In the chapter on Algebras in Hassani's mathematical physics text, left ideals are defined as follows:

Let $\mathcal{A}$ be an algebra. A subspace $\mathcal{B}$ of $\mathcal{A}$ is called a left ideal of $\mathcal{A}$ if it contains $\mathbf{a}\mathbf{b}$ for all $\mathbf{a}\in \mathcal{A}$ and $\mathbf{b} \in \mathcal{B}$.

He then defines a minimal left ideal:

A left ideal $\mathcal{M}$ of an algebra $\mathcal{A}$ is called minimal if every left ideal of $\mathcal{A}$ contained in $\mathcal{M}$ coincides with $\mathcal{M}$.

Here is where I am confused. The set containing only the zero vector is a subspace of any vector space, because $\alpha \mathbf{0} + \beta \mathbf{0} = \mathbf{0}$ for any scalars $\alpha$ and $\beta$. Moreover, the set containing the zero vector is a subalgebra of any algebra, because $\mathbf{0} \mathbf{0} = \mathbf{0}$. In fact, the "zero set" is a left ideal of any algebra, because $\mathbf{a} \mathbf{0} = \mathbf{0}$ for any $\mathbf{a} \in \mathcal{A}$. But then the only minimal left ideal is just the zero set, because every left ideal has the zero vector as an element. This conclusion would make the whole concept of minimal ideals rather uninteresting. Am I going wrong somewhere here?

2. Mar 23, 2016

### andrewkirk

@Geofleur, your logic appears to be flawless. The subalgebra {0} is indeed a left ideal of A that is contained in any other left ideal M.

I'm pretty sure that the author just forgot to insert the words 'non-trivial' or 'nonzero' before 'left ideal'. If we compare his/her definition here with that on Wikipedia for minimal ideals of rings, we see that the 'nonzero' requirement is stipulated.

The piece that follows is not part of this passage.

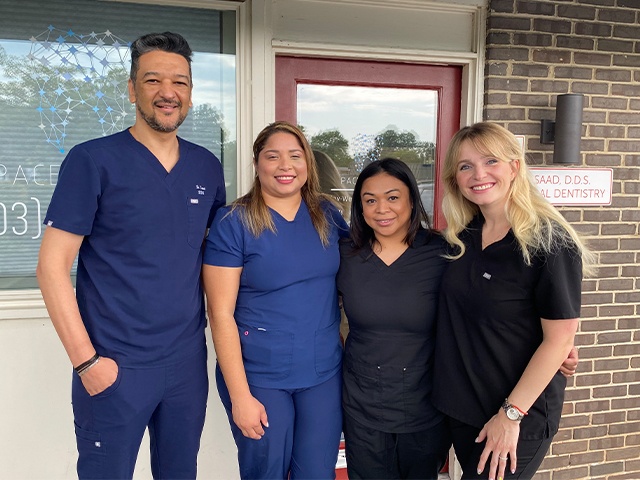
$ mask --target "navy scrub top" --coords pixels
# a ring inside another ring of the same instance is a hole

I suggest proceeding on the assumption that the author meant 'nonzero' but forgot to specify that.

See also this wiki page on Simple Algebras, which refers to 'minimal nonzero left ideals' of an algebra, which suggests that things only become interesting when one considers ideals that properly contain no nonzero ideals.

3. Mar 23, 2016

### Geofleur

OK, I'm glad that I am not totally off-base. On the other hand, what happens next in the book, when I make the assumption that a minimal left ideal cannot be the zero set, has me thoroughly puzzled. There comes a theorem (I've bolded the troublesome part):

Let $\mathcal{A}$ and $\mathcal{B}$ be algebras, $\phi : \mathcal{A} \rightarrow {\mathcal{B}}$ an epimorphism, and $\mathcal{L}$ a minimal left ideal of $\mathcal{A}$. Then $\phi(\mathcal{L})$ is a minimal left ideal of $\mathcal{B}$. In particular, any automorphism of an algebra is an isomorphism among its minimal ideals.

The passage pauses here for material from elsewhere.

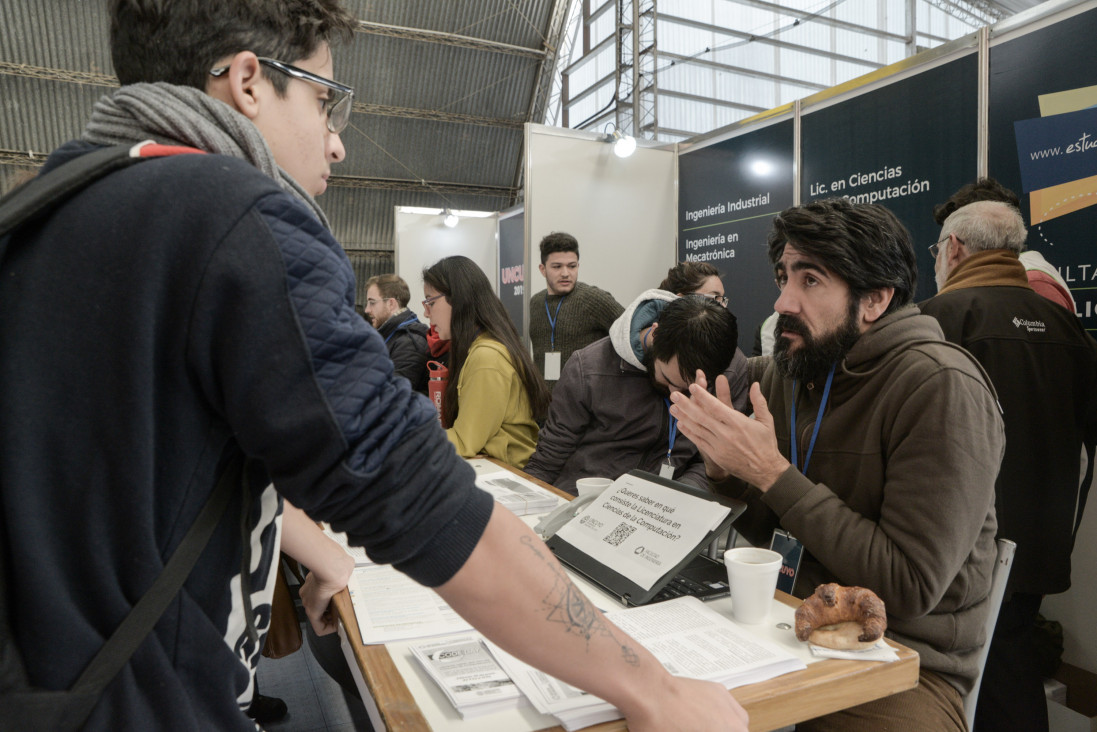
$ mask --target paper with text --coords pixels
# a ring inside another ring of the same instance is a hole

The problem is with this last statement, together with the comment: "The last statement of the theorem follows from the fact that ker $\phi$ is an ideal of $\mathcal{A}$."

Now, an automorphism is defined as an isomorphism of an algebra onto itself. An isomorphism is, among other things, an injective linear map. But the kernal of an injective linear map must be the zero set, for suppose $\mathbf{a} \in$ ker $\phi$. Then $\phi(\mathbf{a}) = \mathbf{0} = \phi(\mathbf{0})$. Hence, $\mathbf{a}=\mathbf{0}$ because $\phi$ is injective. So Hassani seems to be saying to think of the zero set as an ideal. If he does not want to consider the zero set as a minimal left ideal, I don't see how the comment is relevant to proving the last statement of the theorem. If he does want to consider the zero set as a minimal left ideal, then the concept of minimal left ideal is rendered trivial. Any ideas?

4. Mar 23, 2016

### micromass

Staff Emeritus
Agreed. Although this statement:

is still true if we define a minimal ideal as nonzero. His comment however

Is completely irrelevant.

Anyway, welcome to Hassani. I tried to like the book, but it is filled with stuff like this. It's way better to learn from actual math books.

5. Mar 23, 2016

### Geofleur

Thanks so much!